“LUNA GALE”: AN EDUCATION IN SOCIAL WORK, AT AURORA THEATRE, BERKELEY

by John Dunn, September 18, 2017


Are you considering a career in social work? Want to be a hero? Well, you will get a whiff of reality at Rebecca Gilman’s harrowing, almost documentary-style “Luna Gale” at the Aurora Theatre. There, I followed a social worker as she tries to do her job in 14 scenes, each with a place and time projected over the stage, like a “Law and Order” procedural. Each scene depicts an interview immersed in Kate Boyd’s clever set, which consists of walls of oppressive document boxes.

Distressingly, I felt the social worker undergo the Three Downsides of a career that leads to burnout in 48% of its practitioners. (It’s true! Right from Google!) Lucky for me, I could walk out afterwards. But that job is SCARY, so I will resort to dry reportage to shield you from the full wallop. Now come with me, to the Downsides Three:

Downside #1 Compassion Fatigue

We are somewhere in eastern Iowa. Caroline, a highly professional social worker (spot-on Jamie Jones), knows the procedures like Roberts knows Rules of Order. We see her lead three clients through the maze of options, probabilities, and outcomes based on her years of experience.

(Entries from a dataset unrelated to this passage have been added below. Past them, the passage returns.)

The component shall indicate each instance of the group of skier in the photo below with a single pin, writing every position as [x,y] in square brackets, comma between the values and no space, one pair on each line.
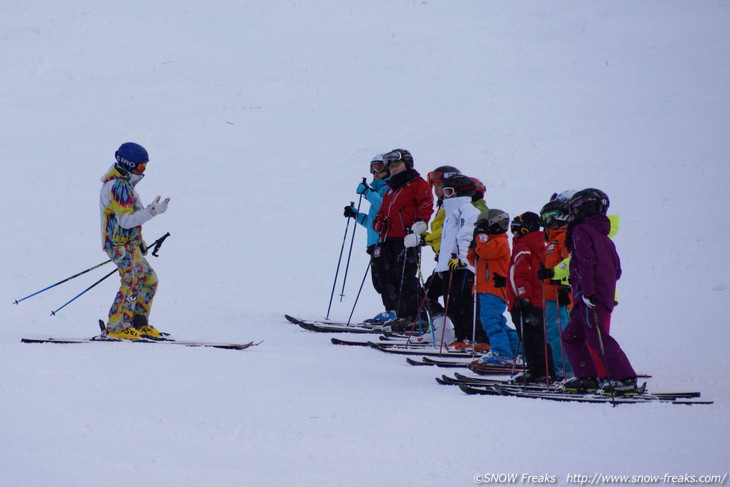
[558,284]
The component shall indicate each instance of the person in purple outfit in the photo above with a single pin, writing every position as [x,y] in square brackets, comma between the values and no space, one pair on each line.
[594,269]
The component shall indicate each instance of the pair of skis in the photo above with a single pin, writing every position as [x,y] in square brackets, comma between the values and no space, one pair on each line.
[103,338]
[482,386]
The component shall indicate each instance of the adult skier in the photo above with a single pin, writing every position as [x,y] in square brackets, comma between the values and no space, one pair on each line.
[594,269]
[122,217]
[373,192]
[453,265]
[401,220]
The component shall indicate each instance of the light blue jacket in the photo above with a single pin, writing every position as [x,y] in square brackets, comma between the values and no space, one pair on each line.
[375,197]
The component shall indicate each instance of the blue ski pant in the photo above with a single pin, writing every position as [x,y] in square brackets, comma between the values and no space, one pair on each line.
[556,319]
[502,339]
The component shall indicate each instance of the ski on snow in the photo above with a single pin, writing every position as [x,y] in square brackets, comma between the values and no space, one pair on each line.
[333,326]
[482,386]
[103,338]
[597,397]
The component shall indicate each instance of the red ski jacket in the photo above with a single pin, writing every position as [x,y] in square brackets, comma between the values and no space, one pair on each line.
[407,199]
[528,253]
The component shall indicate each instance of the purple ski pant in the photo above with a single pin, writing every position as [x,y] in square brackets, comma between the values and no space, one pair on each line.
[582,327]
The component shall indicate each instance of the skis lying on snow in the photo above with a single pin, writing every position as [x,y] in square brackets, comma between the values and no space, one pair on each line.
[490,387]
[404,347]
[333,326]
[105,339]
[593,397]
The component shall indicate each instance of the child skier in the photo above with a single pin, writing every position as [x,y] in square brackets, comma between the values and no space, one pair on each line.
[594,269]
[554,218]
[525,295]
[490,255]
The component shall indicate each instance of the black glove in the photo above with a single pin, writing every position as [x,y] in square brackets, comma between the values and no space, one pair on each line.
[499,281]
[543,273]
[350,212]
[564,296]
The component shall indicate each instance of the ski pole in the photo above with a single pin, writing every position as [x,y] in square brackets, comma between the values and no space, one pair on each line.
[155,248]
[339,261]
[17,301]
[53,313]
[560,329]
[352,241]
[544,338]
[358,293]
[446,306]
[474,297]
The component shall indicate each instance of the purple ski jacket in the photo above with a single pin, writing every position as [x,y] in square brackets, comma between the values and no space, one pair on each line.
[594,263]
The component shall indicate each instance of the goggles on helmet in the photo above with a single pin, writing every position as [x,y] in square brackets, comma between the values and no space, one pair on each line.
[438,176]
[392,157]
[376,167]
[549,216]
[449,192]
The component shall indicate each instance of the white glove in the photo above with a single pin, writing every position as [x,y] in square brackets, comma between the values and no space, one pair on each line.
[158,207]
[419,227]
[412,240]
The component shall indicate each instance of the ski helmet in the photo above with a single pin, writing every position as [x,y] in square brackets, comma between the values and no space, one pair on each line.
[479,189]
[398,155]
[588,202]
[377,165]
[564,196]
[458,185]
[555,210]
[493,221]
[525,223]
[442,172]
[130,155]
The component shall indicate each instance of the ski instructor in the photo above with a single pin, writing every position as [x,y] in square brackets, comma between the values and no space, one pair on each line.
[122,216]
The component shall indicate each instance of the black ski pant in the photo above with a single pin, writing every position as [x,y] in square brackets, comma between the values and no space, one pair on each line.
[397,277]
[529,325]
[461,305]
[376,273]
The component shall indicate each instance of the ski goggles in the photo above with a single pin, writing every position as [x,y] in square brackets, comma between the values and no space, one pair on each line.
[438,176]
[377,167]
[550,216]
[391,157]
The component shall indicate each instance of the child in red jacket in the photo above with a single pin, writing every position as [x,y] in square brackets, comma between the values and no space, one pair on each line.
[525,294]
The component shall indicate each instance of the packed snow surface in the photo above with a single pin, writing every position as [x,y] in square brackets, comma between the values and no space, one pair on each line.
[260,119]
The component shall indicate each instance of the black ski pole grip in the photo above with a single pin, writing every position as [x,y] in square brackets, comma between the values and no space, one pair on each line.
[158,244]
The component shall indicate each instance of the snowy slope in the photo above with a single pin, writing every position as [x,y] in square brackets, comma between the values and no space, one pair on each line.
[260,118]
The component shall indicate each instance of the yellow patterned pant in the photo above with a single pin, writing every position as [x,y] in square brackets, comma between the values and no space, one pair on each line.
[137,288]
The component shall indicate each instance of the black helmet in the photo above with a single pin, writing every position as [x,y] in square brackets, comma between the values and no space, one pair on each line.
[492,221]
[130,155]
[460,186]
[377,165]
[398,155]
[588,202]
[525,223]
[441,173]
[556,210]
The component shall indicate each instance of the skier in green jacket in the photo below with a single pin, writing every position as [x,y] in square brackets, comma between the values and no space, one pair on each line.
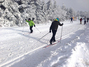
[31,24]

She knows that rehab rates for drug users remain low. Yet, we can sense she is steeling herself from a looming danger: Caroline, only two years away from retirement, might be taking her cases too personally for her own good.

We meet her when she walks into a hospital room to counsel her latest charges, a couple of meth addicts. Their baby, Luna Gale, is the subject of a custody battle instigated by Luna’s maternal grandmother Cindy (Iowa stubborn Laura Jane Bailey). Caroline’s instincts side with the parents. But the mom Karlie (marvelous mood-shifter Alix Cuadra) bounces around, high as an elephant’s eye on a kite.

Peter (nice-guy dad Devin S. O’Brien) is so zonked that a whack with a Louisville slugger would not budge him. Caroline lets us know, as we filter through her bureaucrat’s lingo, that she still cares, though her vain hopes may doom her, and even her clients.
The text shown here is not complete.